Bears Firmly In Control
The IMC blog entered a short position in the May sugar/corn spread on February 13th when the value of one sugar contract closed at a premium of +$3,251.30 over the value of one corn contract.
Early this month, the corn contract finally closed with the premium value. That hasn’t happened since last June. We are taking this as confirmation that the expected bear market is firmly intact. Based on history, we expect to see this spread decline several thousand more dollars before it’s all said and done.
Today, we are going to do two things. First, roll the May contracts to the July contracts. First Notice Day is just a few days off.
Secondly, we are going to add to the short position. The spread has been consolidating in a tight range for the last three weeks. This pattern gives us a low-risk setup to get short on a breakout of the range and risk to the other side of the range.

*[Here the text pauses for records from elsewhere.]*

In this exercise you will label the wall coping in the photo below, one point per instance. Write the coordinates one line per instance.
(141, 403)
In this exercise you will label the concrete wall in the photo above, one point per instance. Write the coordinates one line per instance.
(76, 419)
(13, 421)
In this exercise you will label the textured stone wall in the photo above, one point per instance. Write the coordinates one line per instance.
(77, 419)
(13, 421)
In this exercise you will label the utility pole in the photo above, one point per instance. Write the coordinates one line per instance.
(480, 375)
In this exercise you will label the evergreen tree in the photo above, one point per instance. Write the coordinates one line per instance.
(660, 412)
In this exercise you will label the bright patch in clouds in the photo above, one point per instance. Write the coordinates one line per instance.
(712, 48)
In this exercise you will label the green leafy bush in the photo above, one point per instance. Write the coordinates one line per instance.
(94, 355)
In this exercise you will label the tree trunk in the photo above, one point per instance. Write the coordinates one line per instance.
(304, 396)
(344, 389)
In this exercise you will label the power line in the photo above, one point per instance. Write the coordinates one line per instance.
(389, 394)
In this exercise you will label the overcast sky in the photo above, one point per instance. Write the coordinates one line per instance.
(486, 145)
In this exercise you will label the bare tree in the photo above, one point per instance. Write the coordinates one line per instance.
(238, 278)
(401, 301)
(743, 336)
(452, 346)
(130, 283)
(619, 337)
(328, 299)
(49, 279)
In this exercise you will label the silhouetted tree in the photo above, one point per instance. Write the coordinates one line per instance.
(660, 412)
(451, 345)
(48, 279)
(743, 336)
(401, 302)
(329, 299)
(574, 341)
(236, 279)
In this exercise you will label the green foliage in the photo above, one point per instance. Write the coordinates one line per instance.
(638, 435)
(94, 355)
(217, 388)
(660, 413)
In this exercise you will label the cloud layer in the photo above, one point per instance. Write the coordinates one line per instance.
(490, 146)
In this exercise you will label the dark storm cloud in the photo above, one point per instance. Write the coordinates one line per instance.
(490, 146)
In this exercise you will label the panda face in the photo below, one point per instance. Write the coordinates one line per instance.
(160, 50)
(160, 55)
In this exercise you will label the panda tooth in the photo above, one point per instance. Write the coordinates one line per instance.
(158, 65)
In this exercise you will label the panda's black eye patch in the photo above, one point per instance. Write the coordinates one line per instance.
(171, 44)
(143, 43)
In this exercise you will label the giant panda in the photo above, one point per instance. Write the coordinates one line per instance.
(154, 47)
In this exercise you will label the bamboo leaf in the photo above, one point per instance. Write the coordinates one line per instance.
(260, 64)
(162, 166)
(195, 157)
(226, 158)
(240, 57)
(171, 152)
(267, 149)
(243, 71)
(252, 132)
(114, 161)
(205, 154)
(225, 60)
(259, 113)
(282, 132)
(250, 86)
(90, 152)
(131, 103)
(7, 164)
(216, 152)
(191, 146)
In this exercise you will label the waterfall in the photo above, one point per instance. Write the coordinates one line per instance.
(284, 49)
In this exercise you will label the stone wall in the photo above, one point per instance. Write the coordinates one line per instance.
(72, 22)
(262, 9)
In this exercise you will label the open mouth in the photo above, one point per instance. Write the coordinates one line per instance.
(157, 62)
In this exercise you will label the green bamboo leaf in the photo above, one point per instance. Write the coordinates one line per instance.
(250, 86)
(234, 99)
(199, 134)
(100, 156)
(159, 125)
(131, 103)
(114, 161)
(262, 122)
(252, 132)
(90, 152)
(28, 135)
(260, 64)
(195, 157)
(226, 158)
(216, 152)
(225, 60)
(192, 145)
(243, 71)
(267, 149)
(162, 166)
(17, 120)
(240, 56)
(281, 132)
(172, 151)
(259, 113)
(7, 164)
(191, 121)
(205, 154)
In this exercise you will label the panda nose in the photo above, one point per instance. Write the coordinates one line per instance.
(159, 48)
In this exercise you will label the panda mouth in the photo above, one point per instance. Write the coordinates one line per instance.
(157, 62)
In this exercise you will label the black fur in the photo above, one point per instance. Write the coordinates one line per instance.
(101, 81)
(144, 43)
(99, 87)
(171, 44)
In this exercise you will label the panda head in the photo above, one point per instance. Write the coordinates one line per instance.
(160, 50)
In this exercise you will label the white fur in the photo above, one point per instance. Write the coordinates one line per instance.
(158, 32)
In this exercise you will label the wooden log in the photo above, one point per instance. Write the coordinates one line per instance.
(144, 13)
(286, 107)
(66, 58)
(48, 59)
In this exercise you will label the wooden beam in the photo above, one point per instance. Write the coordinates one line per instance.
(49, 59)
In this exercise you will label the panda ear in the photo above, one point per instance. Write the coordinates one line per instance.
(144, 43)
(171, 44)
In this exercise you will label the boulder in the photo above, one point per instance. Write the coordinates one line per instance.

Buy back the short May sugar contract, sell one July sugar contract short, sell the May corn contract, and simultaneously buy one July corn contract at the market-on-close on Tuesday, April 25th. Risk the July spread to a two-consecutive day close above +$4,000 (premium sugar).
“Add-On” Trade Strategy:
Place a hypothetical contingency order to sell one 112,000 lb. July sugar contract and simultaneously buy one 5,000 bushel July corn contract if the spread closes below the April 5th low of -$436.20 (premium corn). If filled, liquidate the position on a three-consecutive day close above the April high (currently at +$437.10).